Among them are Karnam Malleswari, who won India's only medal -- a bronze -- at the Sydney Olympics in 2000 and three other strongwomen making the trip to Athens this month.
Malleswari has been out of competition for two years after her pregnancy and the birth of her first child. Her stamina isn't what it used to be. She sits down exhausted by the rigorous routine she is put through.
Just then a voice from across the gymnasium encourages her to get up and continue with her training.
It is not the coach who is exhorting her, but Kunjarani Devi, who at 36 is the grand old lady of Indian weightlifting, the first woman weightlifter to win the Arjuna award, way back in 1992.
Didi [big sister] to the other wrestlers, Kunjarani has a work ethic that is truly admirable. So much so that in reply to her words of encouragement, a visibly tired Malleshwari says: "Aap toh machine hai; aapko pain nahi hota; aapko thakaan nahi hoti; bus machine ki tarah chalte jaate ho [You are like a machine; you don't feel any pain, don't get tired. Like a machine you keep going on]."

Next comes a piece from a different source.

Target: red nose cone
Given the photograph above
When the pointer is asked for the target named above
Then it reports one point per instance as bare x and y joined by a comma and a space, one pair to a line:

Pratima Kumari, who will also travel to Athens, joins in the fun, adding: "Aap to manav jaati ke hi nahi. Kabhi thakte hi nahi [you are not human; you never get tired]."
This is the kind of adulation fellow weightlifters reserve for Kunjarani.

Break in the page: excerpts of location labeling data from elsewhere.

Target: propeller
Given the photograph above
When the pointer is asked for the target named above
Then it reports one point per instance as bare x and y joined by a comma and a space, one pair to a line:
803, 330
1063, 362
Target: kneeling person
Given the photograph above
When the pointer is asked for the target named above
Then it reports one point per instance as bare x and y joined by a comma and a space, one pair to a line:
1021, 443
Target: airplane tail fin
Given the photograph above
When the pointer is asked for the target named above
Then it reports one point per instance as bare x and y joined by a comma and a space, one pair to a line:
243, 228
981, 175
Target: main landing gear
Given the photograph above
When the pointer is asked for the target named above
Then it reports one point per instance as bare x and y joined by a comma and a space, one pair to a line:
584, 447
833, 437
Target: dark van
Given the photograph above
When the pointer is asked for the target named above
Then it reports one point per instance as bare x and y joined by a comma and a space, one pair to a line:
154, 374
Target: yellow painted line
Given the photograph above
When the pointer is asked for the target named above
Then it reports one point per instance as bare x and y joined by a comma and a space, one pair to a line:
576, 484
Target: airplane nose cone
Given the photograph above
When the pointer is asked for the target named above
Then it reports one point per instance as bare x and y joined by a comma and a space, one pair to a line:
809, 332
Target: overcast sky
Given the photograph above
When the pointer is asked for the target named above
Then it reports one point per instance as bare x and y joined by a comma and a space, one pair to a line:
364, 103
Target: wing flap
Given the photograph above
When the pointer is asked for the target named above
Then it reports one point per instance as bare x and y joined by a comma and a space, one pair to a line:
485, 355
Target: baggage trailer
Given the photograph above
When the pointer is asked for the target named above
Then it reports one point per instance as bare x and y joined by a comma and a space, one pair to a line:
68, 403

She not only pushes her mates hard, she pushes herself even harder.
For the diminutive lady, the climb to the top has been arduous.
When she first took up the sport she faced a lot of resistance not only from her family but others as well in her native Manipur.

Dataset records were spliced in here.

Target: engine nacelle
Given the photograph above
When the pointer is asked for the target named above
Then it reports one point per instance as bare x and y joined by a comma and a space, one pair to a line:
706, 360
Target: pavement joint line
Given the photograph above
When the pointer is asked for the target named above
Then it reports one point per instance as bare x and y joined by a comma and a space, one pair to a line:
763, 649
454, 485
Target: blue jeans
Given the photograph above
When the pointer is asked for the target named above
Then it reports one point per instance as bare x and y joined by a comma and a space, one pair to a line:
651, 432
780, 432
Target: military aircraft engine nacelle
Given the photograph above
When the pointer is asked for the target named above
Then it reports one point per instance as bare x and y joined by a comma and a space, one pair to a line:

"They used to taunt me. They used to say 'ladki hai aur ladko ka sport khelti hai. Yeh to mar jayegi [you are a girl and participating in a man's sport; you will die]'. They used to make fun of me. But I was determined. I wanted to make something out of myself. I wanted to achieve something for the country," she says.
"P T Usha is my idol. She won a lot of medals in the 1982 Asian Games. I wanted to do that too; I wanted to be just like her."
Kunjarani is an extremely talented athlete, having represented Manipur in hockey, football and kho-kho. So when it came to deciding on which sport to specialise in, it was not easy.
"In the end I chose weightlifting, simply because it is not easy for one to become famous in a team sport."
Having decided on making weightlifting a career, she worked tirelessly and tasted success early. She started winning almost everything at the national level, which encouraged her to strive for honours internationally.
Winning the Arjuna Award in 1992 remains one of the most cherished moments of her life. But her biggest hurdle to international success has always been the Chinese.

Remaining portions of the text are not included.